Palestinian Lawsuit Condemns Canadian Condo Project as War Crime
They're building condos on our land, villagers say
Members of a tiny Palestinian farming community will be in Quebec Superior Court tomorrow claiming two Canadian construction companies are committing war crimes by building condominiums and roads on the village's land in the West Bank.
It will be the first time that Canada's War Crimes and Crimes Against Humanity Act, passed in 2000, will be used in a civil case.
University of Toronto law professor Ed Morgan, who is also past president of the Canadian Jewish Council, said that while the move is "imaginative," the group may have some difficulty in convincing the Quebec court that it has jurisdiction over the case.
"The Quebec court is going to have to find that there's a real and substantial connection to Quebec, which seems a stretch to me," he said, pointing out that any alleged wrongdoing took place outside of Canada.
The village of Bil'in, with a population of just 1,700, claims Green Park International and Green Mount International, two companies registered in Quebec, are "aiding, abetting, assisting and conspiring with Israel" to illegally construct residential and other buildings on the village's lands.
According to the lawsuit, the lands of Bil'in are subject to the rules and obligations of international law because the West Bank has been under Israeli military occupation since 1967. Canada's war crimes law and other international laws prohibit an occupying power from transferring parts of its own civilian population into the territory it occupies.
Ronald Levy, the lawyer representing the two companies, declined to comment on the case while it is before the courts.
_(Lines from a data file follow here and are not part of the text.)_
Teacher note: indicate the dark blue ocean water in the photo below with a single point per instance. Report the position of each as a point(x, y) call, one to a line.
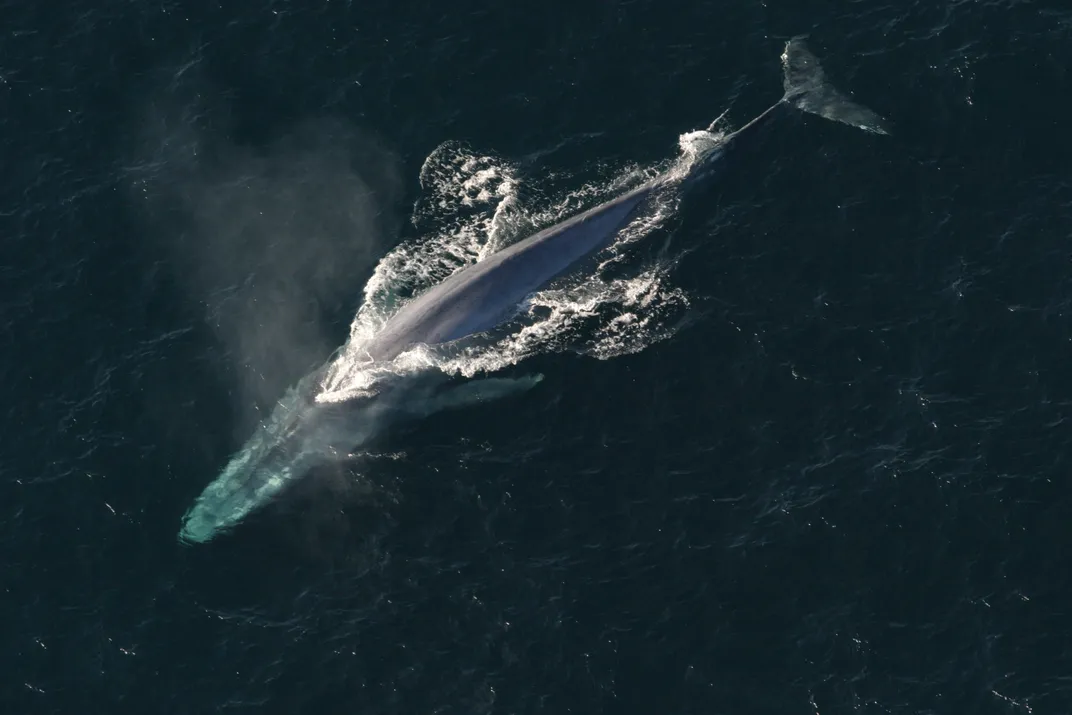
point(837, 485)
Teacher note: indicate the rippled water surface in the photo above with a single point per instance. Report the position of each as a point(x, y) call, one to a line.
point(801, 443)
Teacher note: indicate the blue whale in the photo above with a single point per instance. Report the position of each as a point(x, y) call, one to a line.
point(302, 433)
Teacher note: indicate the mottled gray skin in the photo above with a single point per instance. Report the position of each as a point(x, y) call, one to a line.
point(302, 433)
point(480, 296)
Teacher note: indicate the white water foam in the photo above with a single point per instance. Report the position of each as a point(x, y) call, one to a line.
point(471, 204)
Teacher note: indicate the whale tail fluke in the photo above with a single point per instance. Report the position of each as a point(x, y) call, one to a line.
point(807, 89)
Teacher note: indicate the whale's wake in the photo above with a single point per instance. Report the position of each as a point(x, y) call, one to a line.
point(471, 207)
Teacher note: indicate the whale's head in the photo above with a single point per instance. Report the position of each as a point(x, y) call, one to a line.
point(299, 434)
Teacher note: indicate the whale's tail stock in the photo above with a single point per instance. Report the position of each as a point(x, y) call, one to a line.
point(808, 90)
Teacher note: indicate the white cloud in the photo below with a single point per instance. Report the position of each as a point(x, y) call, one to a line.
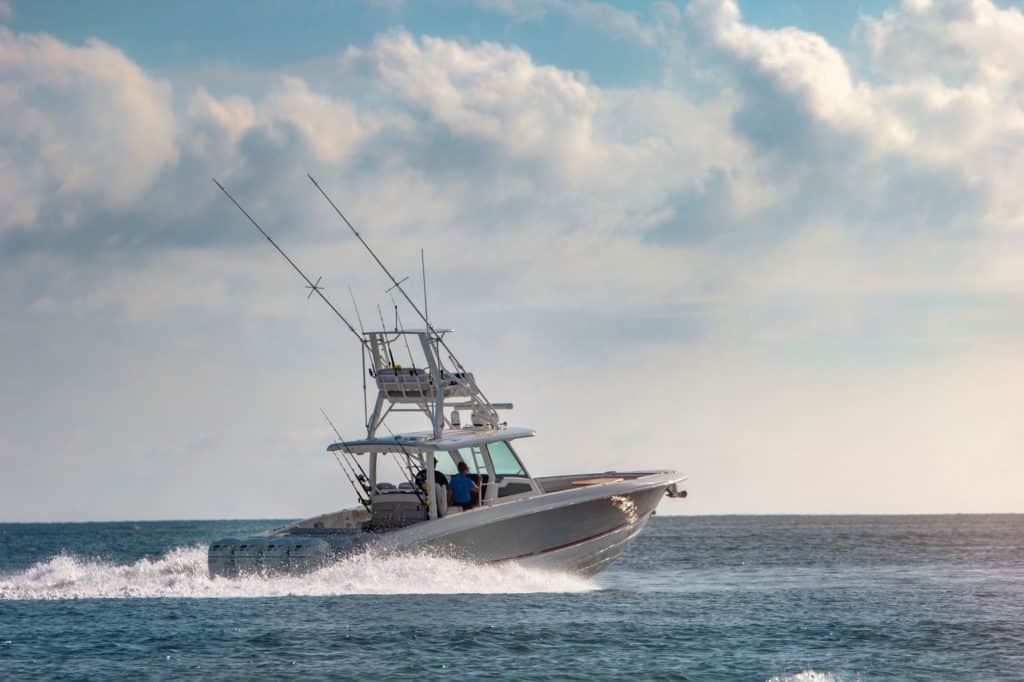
point(798, 209)
point(84, 128)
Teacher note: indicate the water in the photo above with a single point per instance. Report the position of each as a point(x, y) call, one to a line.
point(695, 598)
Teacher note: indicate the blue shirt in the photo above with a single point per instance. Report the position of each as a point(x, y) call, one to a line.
point(462, 488)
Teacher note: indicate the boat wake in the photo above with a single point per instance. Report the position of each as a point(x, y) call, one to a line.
point(182, 572)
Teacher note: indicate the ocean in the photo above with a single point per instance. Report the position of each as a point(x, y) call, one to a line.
point(802, 598)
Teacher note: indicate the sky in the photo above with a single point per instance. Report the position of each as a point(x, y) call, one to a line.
point(778, 247)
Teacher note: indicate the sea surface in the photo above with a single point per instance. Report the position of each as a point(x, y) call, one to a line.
point(695, 598)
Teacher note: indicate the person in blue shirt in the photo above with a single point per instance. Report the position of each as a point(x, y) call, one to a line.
point(462, 488)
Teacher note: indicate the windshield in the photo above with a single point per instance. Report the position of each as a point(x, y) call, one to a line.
point(505, 461)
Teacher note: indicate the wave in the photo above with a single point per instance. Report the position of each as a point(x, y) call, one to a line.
point(182, 572)
point(807, 676)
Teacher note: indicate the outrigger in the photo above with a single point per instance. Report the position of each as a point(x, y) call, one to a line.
point(578, 522)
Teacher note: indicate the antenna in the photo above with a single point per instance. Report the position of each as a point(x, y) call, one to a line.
point(309, 283)
point(423, 269)
point(396, 284)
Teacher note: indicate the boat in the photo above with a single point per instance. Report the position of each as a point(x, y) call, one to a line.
point(576, 522)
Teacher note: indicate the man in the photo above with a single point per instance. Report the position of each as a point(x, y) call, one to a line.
point(462, 489)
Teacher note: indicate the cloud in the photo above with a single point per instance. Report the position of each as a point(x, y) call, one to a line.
point(607, 18)
point(792, 216)
point(84, 129)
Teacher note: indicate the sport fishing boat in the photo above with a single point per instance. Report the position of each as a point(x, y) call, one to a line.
point(578, 522)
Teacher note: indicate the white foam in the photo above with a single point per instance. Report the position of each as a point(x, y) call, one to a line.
point(807, 676)
point(182, 572)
But he recently told the Canadian Jewish News he thought the suit was "a media exercise intended to besmirch Israel - they don't care if they win or not, they just want attention. We consider this an abusive action."
Levy has filed three motions arguing that a Quebec court shouldn't hear the case.
Mohammed Khatib, of the Popular Committee Against the Wall, Bil'in, has been travelling around Canada with other residents of the 408-hectare agricultural village, trying to raise awareness and support. He said they're optimistic.
"We believe we'll succeed and that's why we're here," he said.
"Maybe not today or tomorrow or the coming months, but we will succeed because we are right."
The 35-year-old said the companies are destroying olive trees to make way for buildings that are reserved exclusively for Israeli citizens. So far, about 45,000 people have moved into the settlement.
Morgan said the Quebec court may also have an issue with the fact Bil'in already went to an Israeli court, where it argued the settlement violated building and planning laws.
It also argued against the location of an Israeli security wall that separates the village from 60 per cent of its land. The court agreed that the wall had to be partially moved.
"It's a creative legal manoeuvre to try to use the home jurisdiction of the company that you're suing, but Canadian courts, Quebec included, don't like to think of themselves as courts of appeal for a foreign court that you lose in," he said.
"Having already sued for something very similar in the Israeli courts ... they're going to have to convince the Quebec Court why it should be reheard here."
But Emily Schaeffer, an Israeli lawyer helping the villagers, said no civil suit has ever been filed in Israel because the Supreme Court there has never ruled on the legality of settlements in the Occupied Territories, saying instead they are a political issue.
The case is scheduled to be heard tomorrow, Tuesday and Thursday.